Here’s the depression section of Joe’s essay. (If you’d like to read Joe’s entire essay, click here for my blog post, which also shows the positive feedback Joe received from a number of Psych Central readers.) And, yes, he got an A!
I make my way to my car, open it and sit. I sink into the cushions and feel enveloped like I was molded into the seat. I look at the key in my hand and get a weird sense. Unsure of what it is at first I check myself. I run through all the items I should have on me. Work shoes, nice socks, pants (wet but manageable), shirt, tie… I figure out the sense was one of remembrance. I forgot something. I have my keys in my hand, phone in my front pocket, and my wallet is molded in the seat cushions. I look to the passenger seat of my beat up Neon and see that it is empty. MY BAG! I left it all the way up in my apartment! Ah man, now I am not even going to be on time to work! I sink further into my seat.

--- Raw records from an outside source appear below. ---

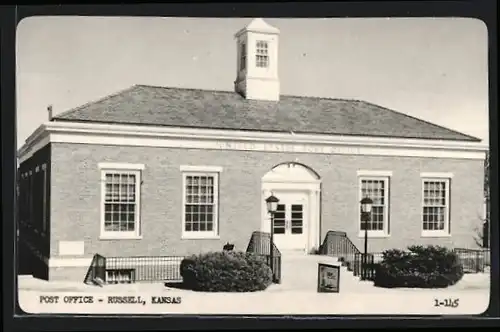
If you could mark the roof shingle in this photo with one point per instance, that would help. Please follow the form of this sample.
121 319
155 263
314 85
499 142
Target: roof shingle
180 107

Is it even worth it to go back up and get it? I’m sitting and contemplating this to myself. Is it even important? I mean, I don’t even use it that much; it just looks good to walk in with one. I’m not going to get that promotion anyways, my boss hates me. He will fire me, it doesn’t matter if it is tomorrow or next month, it will happen eventually. So what does the bag matter? A few missing papers won’t effect the outcome of anything.

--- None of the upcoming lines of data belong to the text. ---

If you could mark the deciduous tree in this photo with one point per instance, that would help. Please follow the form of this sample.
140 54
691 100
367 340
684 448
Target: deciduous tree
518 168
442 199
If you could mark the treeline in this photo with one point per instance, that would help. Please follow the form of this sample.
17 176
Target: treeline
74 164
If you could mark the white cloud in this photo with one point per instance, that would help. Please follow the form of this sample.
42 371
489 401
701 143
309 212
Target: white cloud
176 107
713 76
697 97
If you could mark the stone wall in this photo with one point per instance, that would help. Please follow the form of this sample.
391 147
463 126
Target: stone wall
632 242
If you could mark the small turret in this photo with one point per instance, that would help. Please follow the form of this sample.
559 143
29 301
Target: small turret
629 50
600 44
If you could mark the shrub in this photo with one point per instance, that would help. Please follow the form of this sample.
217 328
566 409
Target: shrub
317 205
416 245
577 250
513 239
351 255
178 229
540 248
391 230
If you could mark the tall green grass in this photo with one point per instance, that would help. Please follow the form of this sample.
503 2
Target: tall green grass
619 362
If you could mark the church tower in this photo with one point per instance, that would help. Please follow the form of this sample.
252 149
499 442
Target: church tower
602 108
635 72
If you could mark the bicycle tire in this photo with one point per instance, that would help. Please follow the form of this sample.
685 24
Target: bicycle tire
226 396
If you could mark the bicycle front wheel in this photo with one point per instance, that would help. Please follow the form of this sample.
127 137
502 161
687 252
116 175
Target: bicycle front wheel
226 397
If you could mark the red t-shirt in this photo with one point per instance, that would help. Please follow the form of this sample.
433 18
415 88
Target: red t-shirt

So it is decided to go without the bag because honestly no one will care about it. I look out to the road and see traffic… moving … fast… why is everyone speeding? They’re all blurs. The world is moving too fast for me. They should slow down… there is no way I can keep up with that sort of velocity. Well I should turn on my car and try from there.
Put the key… into the ignition. I look at my hand loosely held onto the key. I cage the key with my fingers, one by one, to ensure that it does not lose my grasp. My head is stationary in the mold as my eyes watch my keys… carefully. I start to try raising my keys to the ignition… since when have these keys weighed so much? They don’t seem to budge from its immobile position. I can move them with my fingers, but my arm refuses. It’s like someone chained me onto my seat… I am not motivated to do this whole moving thing.
I move my eyes to my other hand to take a look at my watch. The sleeve covers the hour digits, but the minutes read fifty eight. Whatever the hour actually is won’t matter because I know I’ll be late… well, who cares. This is just one more day that I will be tardy, and a few dollars less that I will receive on my paycheck. It’s not even worth the energy to turn on my car.
Surely Joe didn’t completely capture what it’s truly like to be depressed. But I am convinced that he learned a great deal from this exercise and that he will now go through life with a heightened sense of awareness and respect for depression and all forms of mental illness.
What if this assignment became part of every high school curriculum? Might it make an important step toward mental health awareness?